With Senate Dems running into a wall of GOP opposition to ending subsidies for Big Oil — and with oil execs denouncing the Dem plan as ”un-American” — perhaps it’s worth recalling that there was a time when more Republicans supported ending Big Oil’s tax breaks.

Senate Dems are circulating this video of Senator Susan Collins of Maine on the Senate floor in 2008, making an impassioned case that it’s wrong to ask taxpayers to subsidize companies that make billions a year in profits:

“With net profits of a single oil company reaching almost 10 billion dollars in a single quarter, we simply should not expect taxpayers struggling to pay their energy bills to continue to subsidize the oil and gas industry,” Collins said. A Collins press release from that time makes the same point.

Collins has not said how she will vote on the Senate Dems’ current proposal, but as you can see, in 2008 she clearly sided with the Dem position.

She’s not the only one. Senator John Thune, too, called for suspending the subsidies in 2006, but has since reversed course.

One oil industry exec has now taken to denouncing the Dem plan to end their subsidies as “un-American.” One wonders if that exec would apply that epithet to Collins or Thune.

That it’s an open question whether a moderate like Collins will support the Dems’ current drive to end the subsidies — even though she has voiced support for this in the past — reflects the GOP’s hardening anti-tax ideology, where even ending tax breaks to multi-billion-dollar companies is now routinely described as a tax hike.

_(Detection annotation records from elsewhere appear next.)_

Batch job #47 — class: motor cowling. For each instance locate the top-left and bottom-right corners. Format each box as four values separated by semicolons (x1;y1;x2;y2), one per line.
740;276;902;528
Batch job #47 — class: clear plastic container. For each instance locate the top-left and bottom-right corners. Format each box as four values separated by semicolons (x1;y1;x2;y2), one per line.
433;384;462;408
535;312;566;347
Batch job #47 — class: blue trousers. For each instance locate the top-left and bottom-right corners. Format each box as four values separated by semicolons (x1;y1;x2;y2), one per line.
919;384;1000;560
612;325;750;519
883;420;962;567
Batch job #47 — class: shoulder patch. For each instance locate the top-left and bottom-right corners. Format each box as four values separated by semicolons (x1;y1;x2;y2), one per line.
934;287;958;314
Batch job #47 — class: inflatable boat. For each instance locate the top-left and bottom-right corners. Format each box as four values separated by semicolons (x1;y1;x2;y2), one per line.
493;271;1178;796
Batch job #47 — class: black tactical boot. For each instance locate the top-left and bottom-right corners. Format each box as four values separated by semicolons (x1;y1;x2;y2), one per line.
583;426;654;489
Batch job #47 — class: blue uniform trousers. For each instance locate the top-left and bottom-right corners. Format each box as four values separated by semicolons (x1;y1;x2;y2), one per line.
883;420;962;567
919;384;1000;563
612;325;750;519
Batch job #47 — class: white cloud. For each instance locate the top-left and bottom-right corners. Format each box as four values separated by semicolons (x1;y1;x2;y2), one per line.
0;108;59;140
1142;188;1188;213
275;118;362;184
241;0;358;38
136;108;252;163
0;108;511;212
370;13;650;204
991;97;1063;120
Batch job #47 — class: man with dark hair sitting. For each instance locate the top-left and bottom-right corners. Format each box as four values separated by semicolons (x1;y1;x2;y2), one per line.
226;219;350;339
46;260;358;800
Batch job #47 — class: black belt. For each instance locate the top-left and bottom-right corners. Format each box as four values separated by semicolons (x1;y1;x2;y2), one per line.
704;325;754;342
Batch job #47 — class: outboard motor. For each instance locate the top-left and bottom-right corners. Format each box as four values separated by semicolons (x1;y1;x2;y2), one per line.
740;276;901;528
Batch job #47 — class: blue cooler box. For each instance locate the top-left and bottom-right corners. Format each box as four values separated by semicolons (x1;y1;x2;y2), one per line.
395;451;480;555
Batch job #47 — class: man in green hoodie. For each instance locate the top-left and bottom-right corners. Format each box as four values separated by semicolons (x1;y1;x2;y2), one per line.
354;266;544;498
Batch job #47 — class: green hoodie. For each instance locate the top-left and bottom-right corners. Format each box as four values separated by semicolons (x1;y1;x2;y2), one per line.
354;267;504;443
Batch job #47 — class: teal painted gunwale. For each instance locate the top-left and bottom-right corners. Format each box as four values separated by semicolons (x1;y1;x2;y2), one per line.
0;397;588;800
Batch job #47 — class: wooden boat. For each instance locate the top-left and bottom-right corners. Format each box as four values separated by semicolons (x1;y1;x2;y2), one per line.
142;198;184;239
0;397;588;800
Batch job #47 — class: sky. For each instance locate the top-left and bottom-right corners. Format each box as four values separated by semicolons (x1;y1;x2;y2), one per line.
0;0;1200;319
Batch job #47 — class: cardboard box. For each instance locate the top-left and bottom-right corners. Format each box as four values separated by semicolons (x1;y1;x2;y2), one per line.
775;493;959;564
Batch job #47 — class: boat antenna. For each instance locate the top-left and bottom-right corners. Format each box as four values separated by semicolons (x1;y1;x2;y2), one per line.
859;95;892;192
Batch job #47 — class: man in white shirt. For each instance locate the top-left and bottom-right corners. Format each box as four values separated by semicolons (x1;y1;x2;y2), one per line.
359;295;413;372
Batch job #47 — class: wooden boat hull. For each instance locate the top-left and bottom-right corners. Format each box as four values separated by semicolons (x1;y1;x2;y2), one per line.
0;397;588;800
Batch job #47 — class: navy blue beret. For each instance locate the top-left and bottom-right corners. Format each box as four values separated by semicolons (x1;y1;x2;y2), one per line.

I’ve asked Collins’ office whether she will support the Dem plan, and will update you if I hear back.

UPDATE: Kevin Kelley, a spokesman for Collins, responds that Collins is reviewing the Dem proposal, and could still support it, but she has concerns that it doesn’t do enough to rein in gas prices:

Senator Collins has long supported eliminating certain tax subsidies for major oil companies. She previously sponsored legislation to repeal such tax breaks for large oil companies, and along with Senator Carl Levin, she offered a related bipartisan amendment to the Fiscal Year 2009 Budget Resolution. Their proposal would have reallocated funds from these subsidies to provide tax credits for consumers to invest in renewable energy and energy efficiency, as well as to support the research and development of alternative fuels.

She is currently reviewing the specifics of proposals that were just introduced, including Senator Menendez’s proposal, which targets certain subsidies. It is important to note, however, that while eliminating or reducing these tax breaks may be good tax policy and help with deficit reduction, the Democrats’ proposal will have no impact on the price that consumers pay at the pump. By contrast, Senator Collins’s work with Senator Ron Wyden and Senator Maria Cantwell to curb excessive speculation in the energy futures market would have an impact on oil prices.